There is another in the 1100 block of E Kane Place, at the entrance to Kane Commons. Both are operating without incident, replenish naturally, and are a source of community.
The prohibition of the libraries also shows us that suburbia is a matter of mentality as well as geography since Whitefish Bay is a fully-sidewalked (99 miles!), gridded, urban community.
They’re great!
http://onmilwaukee.com/ent/articles/littlefreelibrariesmilwaukee.html
Badgers! See the Winter 2012 (page 32)
On Wisconsin alumni magazine. Great story about Little Libraries in Madison.
I’ve not seen one in Riverwest. Perhaps it’s because I’ve not done it. I’m thinking! I’m thinking!
As a Whitefish Bay resident, all I can do is shake my head in shame and embarassment. This is but one more symbol of the village’s lack of creativity and, despite our conservative and thus one might think, pro business attitude, one more example of how we do all we can to maintain a past that never was for a future that will never be.
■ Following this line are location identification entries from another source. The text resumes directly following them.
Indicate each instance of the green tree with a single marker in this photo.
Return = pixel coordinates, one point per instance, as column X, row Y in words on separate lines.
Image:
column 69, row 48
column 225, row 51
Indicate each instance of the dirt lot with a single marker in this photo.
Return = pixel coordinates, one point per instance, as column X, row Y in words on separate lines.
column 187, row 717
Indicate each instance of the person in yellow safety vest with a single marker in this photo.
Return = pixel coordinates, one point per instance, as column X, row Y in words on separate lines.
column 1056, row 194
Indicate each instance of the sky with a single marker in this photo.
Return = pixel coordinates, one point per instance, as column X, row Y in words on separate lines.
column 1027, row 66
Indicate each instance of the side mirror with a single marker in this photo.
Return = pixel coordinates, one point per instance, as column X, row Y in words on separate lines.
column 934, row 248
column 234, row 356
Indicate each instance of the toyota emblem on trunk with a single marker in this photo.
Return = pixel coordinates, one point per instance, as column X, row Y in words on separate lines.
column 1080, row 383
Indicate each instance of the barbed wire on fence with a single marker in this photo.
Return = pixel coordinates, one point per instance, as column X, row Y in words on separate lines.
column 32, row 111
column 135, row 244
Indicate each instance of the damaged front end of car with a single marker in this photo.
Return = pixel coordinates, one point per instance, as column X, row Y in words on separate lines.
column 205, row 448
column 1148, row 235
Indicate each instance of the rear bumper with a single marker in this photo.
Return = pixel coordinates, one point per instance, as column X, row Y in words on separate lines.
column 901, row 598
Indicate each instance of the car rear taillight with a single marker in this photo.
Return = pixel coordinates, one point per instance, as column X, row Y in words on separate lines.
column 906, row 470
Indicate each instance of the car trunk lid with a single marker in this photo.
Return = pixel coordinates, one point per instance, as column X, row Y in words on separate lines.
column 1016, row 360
Study the history of the rebuilding of the Bay Shore Mall and how the Village did all it could to stop that. Consider how the shopping area on Silver Spring continues to struggle while other suburban strips prosper and ask why in a middle to upper middle class area there is but one restaurant of any mention. No, we dare not allow little libraries for what if people started reading and thinking about how life might be more interesting? Nah we crave dull silence. peace yw
You’re right, Mr. Williams. And for a town full of Catholics, it is damned hard to find a place to drink. Got to travel all the way up to the Town Club in Fox Point. ‘Twas not ever thus.